Triboelectric nanogenerator (TENG) has emerged as a promising technology for efficiently harvesting mechanical energy due to high conversion efficiency, low fabrication cost, and broad choice of materials. TENGs utilize contact electrification to generate surface charges and convert mechanical energy into electricity from contact and separation between triboelectric layers. Apart from material selection and device structure, one crucial factor affecting the performance of contact electrification process is materials properties and topography of triboelectric contact surfaces. In this project, we will manufacture large scale TENG with modifiable properties at high production rate. These flexible TENGs will be used to harvest mechanical energy from human body, e.g. muscle stretching/motion, and from ambient environment, e.g. wind, raindrops. The converted electricity can be utilized to power small electronic devices, e.g. sensors and processers. The TENGs can also function as self-powered wearable sensors to quantitatively track human motion and monitor posture. The student will work with our PhD students on the nanomaterials synthesis, nanodevices fabrication and measurement.
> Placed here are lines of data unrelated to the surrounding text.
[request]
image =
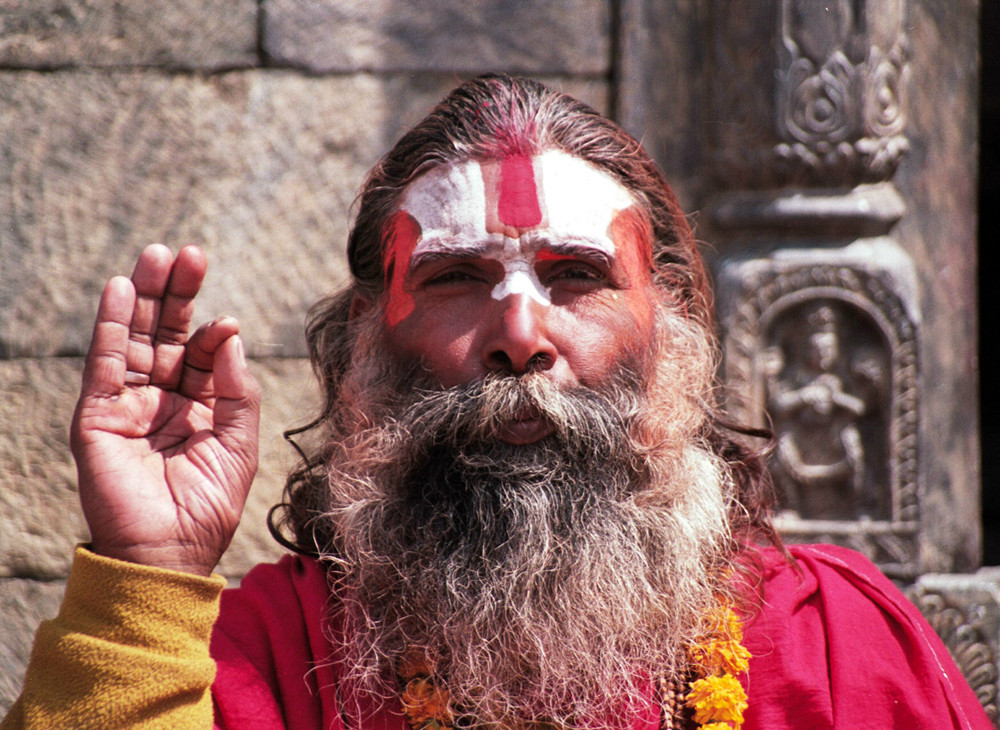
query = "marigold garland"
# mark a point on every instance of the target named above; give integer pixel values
(717, 697)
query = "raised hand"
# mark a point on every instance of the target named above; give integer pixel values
(165, 431)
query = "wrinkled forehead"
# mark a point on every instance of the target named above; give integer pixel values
(518, 193)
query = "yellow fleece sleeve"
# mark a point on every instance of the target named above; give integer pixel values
(128, 649)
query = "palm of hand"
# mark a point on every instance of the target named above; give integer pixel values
(164, 467)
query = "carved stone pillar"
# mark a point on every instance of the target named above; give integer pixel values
(818, 302)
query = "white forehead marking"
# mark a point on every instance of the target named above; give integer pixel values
(580, 201)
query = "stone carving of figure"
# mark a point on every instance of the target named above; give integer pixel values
(819, 461)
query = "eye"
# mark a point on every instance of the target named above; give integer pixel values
(456, 275)
(575, 273)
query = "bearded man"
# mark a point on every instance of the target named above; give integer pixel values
(521, 509)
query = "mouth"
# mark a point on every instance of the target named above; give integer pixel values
(526, 427)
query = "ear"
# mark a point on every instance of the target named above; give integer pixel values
(360, 305)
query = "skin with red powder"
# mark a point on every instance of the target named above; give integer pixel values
(523, 263)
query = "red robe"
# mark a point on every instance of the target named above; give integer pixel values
(835, 645)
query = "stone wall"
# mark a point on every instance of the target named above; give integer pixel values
(246, 127)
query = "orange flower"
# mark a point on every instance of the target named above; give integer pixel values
(426, 704)
(720, 656)
(717, 699)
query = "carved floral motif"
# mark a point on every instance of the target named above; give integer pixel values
(963, 630)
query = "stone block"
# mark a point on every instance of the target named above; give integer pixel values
(23, 605)
(259, 168)
(449, 35)
(40, 516)
(964, 610)
(189, 34)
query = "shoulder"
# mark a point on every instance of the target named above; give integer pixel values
(267, 644)
(836, 642)
(292, 592)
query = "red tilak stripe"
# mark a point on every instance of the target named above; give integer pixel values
(518, 205)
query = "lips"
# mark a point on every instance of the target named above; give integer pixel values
(526, 427)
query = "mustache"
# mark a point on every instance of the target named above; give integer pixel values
(474, 414)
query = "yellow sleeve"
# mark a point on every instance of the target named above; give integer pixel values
(129, 649)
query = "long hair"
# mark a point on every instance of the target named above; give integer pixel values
(487, 118)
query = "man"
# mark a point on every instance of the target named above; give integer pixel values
(522, 508)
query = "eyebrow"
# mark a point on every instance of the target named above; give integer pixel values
(580, 248)
(447, 249)
(450, 248)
For more information, please visit our lab, the Nanosystems and Nanomanufacturing Lab or feel free to contact me. Contact information appears in the website.

 

nanoHUB Research in Nanoscale Science and Engineering

Research categories:  Computational/Mathematical, Computer Engineering and Computer Science, Electronics, Material Science and Engineering, Nanotechnology, Other
Professor: NCN Faculty
Preferred major(s): Electrical, Computer, Materials, or Mechanical Engineering; Physics; Computer Science
Desired experience:   Serious interest in and enjoyment of programming; programming skills in any language, physics coursework.
Number of positions: 15-20


Advances in nanoscale science and engineering promise to provide solutions to some of the Engineering Grand Challenges of the 21st century. The Network for Computational Nanotechnology (NCN) has several undergraduate research positions available in exciting interdisciplinary research projects that use computational simulations to solve engineering problems in areas such as nanoelectronics, predictive materials simulations, materials characterization, nanophotonics, and the mechanical behavior of materials. The projects cover a wide range of applications, including development of systems with increased efficiencies for energy storage or energy conversion, development of next-generation electronic devices, improved manufacturing processes for pharmaceuticals and other materials, and the prediction and design of new materials with specific properties. Descriptions of the available research projects, requirements, and faculty advisors are posted on the website provided under 'More Information' below.

We are looking for students with a strong background in engineering or physics who can also code in at least one language, such as C or MATLAB. Selected students will work with a graduate student mentor and faculty advisor to create or improve a simulation tool that will be deployed on https://nanoHUB.org.

nanoHUB is arguably the world’s largest nanoscale science and engineering user facility, with over 300,000 annual users. nanoHUB’s simulation tools run in a scientific computing cloud via a web browser, and are used by researchers and educators world wide. As part of our team, you will be engaged in a National Science Foundation-funded effort that is connecting theory, experiment and computation in a way that makes a difference for the future of nanotechnology and the future of scientific communities. At the end of the summer, successful students will publish a simulation tool on nanoHUB, where it can impact thousands of nanoHUB users.

In addition to the regular SURF workshops and seminars, NCN provides some additional activities and training for our cohort of summer students. More information, including examples of previous student projects, is available on the NCN SURF page: https://nanohub.org/groups/ncnsurf.

In your SURF application, be sure to list the specific NCN project that you are interested in, along with your qualifications for that project. Students are matched to NCN projects based on their interests, qualifications, and available openings on projects.